More importantly, this a few months ago I made the switch, and I don't remember the specifics of the order of events. I can assure you though that I know a little something about a little something, and I wasnt imagining problems.

(Replied to the wrong post originally, I fail at HN)

http://news.ycombinator.com/item?id=4458643

timr · on Aug 31, 2012

"I can assure you though that I know a little something about something, and I wasn't imagining problems."

Since you've made it clear in another thread that you were actually running out of RAM on your dynos, I imagine you were running into trouble. There's no need to be snide about it.

Bottom line: you hit an arbitrary limit in the platform. If heroku had high-memory dynos, the calculus would be different. In the future, instead of arguing that your homebrew system is better than "the cloud", you could just present the actual justification for your choice.

moe · on Aug 31, 2012

There's an I/O penalty for working on AWS, but it's on the order of tens of percent, not hundreds.

That's rather optimistic.

The EC2 ephemeral disks normally clock in at 6-7ms latency, that's >13x slower than dedicated disks.

EBS clocks in at 70-200ms latency, that's >5x slower than a dedicated SAN.

And that is under optimal conditions.
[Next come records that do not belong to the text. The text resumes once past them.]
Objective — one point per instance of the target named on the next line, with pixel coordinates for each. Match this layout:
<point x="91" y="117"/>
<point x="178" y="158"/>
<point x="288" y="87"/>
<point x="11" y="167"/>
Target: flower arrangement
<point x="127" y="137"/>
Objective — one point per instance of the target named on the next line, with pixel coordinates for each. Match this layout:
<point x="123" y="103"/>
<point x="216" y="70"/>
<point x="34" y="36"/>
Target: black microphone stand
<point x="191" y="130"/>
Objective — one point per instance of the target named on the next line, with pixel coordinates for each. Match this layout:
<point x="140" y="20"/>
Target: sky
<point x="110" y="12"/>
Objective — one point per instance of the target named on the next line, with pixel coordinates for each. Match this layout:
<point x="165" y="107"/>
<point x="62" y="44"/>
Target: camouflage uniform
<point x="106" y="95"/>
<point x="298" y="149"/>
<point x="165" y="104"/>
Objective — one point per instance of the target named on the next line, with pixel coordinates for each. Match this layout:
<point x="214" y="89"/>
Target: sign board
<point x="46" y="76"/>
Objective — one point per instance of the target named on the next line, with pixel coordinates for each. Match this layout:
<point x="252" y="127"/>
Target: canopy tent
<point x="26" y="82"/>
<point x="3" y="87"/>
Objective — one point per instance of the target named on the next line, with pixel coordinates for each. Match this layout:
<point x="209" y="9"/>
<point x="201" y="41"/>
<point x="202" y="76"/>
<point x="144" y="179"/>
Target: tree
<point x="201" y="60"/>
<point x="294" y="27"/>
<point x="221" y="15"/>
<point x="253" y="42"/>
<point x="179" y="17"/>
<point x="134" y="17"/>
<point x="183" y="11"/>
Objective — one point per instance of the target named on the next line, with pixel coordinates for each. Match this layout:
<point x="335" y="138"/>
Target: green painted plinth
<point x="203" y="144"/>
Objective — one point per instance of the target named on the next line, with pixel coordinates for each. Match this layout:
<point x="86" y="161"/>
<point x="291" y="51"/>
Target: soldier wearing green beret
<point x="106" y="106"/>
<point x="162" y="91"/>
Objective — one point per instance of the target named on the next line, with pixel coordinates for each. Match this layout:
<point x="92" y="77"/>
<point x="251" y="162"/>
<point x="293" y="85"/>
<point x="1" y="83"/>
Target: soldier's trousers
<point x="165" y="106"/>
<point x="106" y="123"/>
In reality the I/O performance on EC2 frequently degrades by orders of magnitude for long periods of time.

timr · on Aug 31, 2012

"The EC2 ephemeral disks normally clock in at 6-7ms latency, that's >13x slower than dedicated disks."
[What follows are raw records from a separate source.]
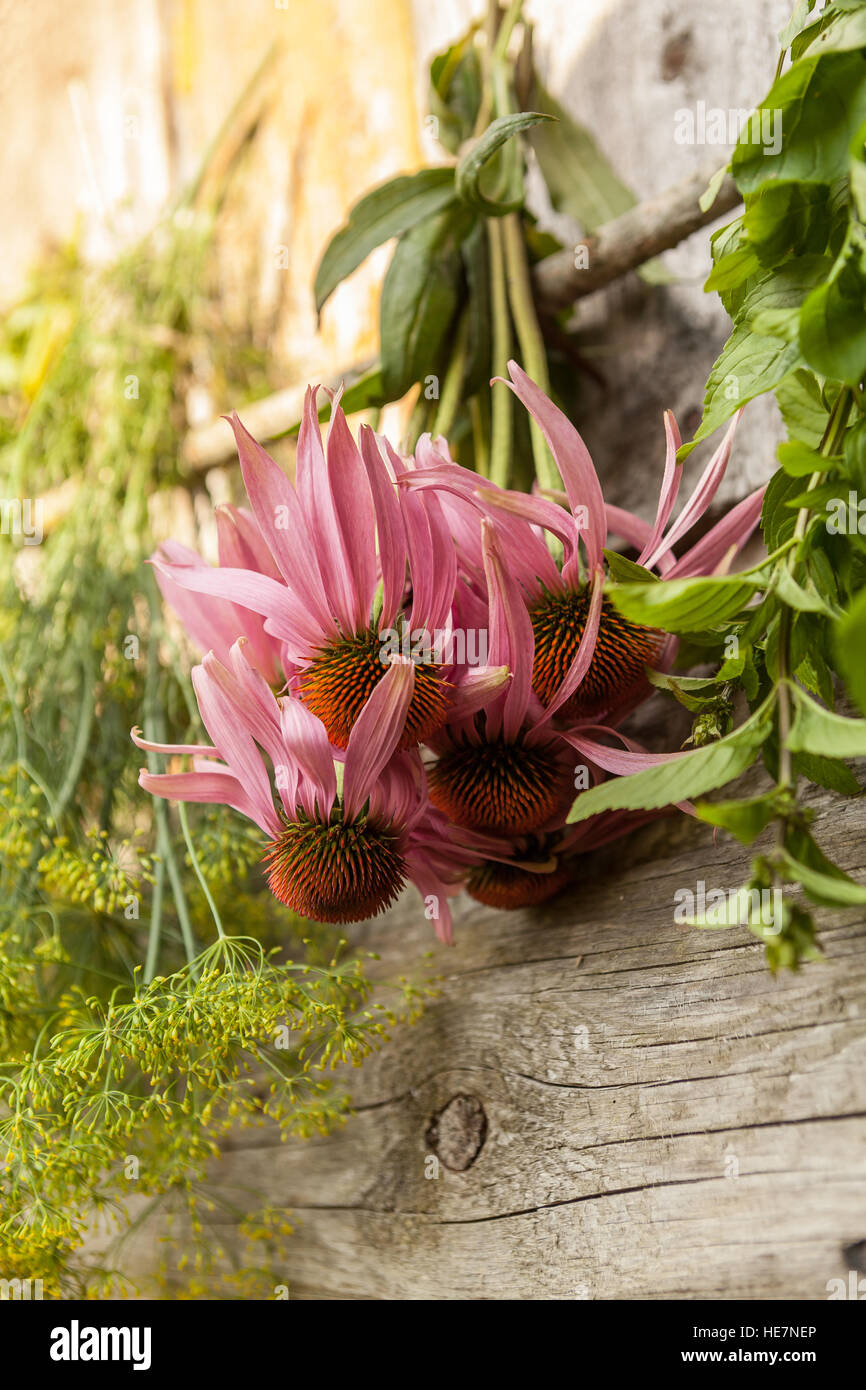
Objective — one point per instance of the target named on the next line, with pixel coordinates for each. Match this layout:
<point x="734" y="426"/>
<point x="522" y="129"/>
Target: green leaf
<point x="855" y="455"/>
<point x="387" y="211"/>
<point x="626" y="570"/>
<point x="711" y="192"/>
<point x="833" y="319"/>
<point x="685" y="605"/>
<point x="827" y="772"/>
<point x="816" y="730"/>
<point x="802" y="599"/>
<point x="787" y="218"/>
<point x="802" y="406"/>
<point x="467" y="174"/>
<point x="799" y="459"/>
<point x="744" y="819"/>
<point x="455" y="91"/>
<point x="752" y="363"/>
<point x="684" y="777"/>
<point x="777" y="520"/>
<point x="850" y="648"/>
<point x="820" y="102"/>
<point x="829" y="890"/>
<point x="420" y="299"/>
<point x="795" y="22"/>
<point x="580" y="178"/>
Um. Are you comparing hard drives to SSDs? Rotational latency for a 15k drive is a couple of milliseconds. Seek time for server drives varies from 3-10ms.

EC2 disks are slow, but there's no way they're 13 fold slower than your average server drives. And 6-7ms is just about on par with commodity hardware.

moe · on Sept 1, 2012

Are you comparing hard drives to SSDs?

No, but I mistyped the numbers. That was supposed to read: 60-70ms.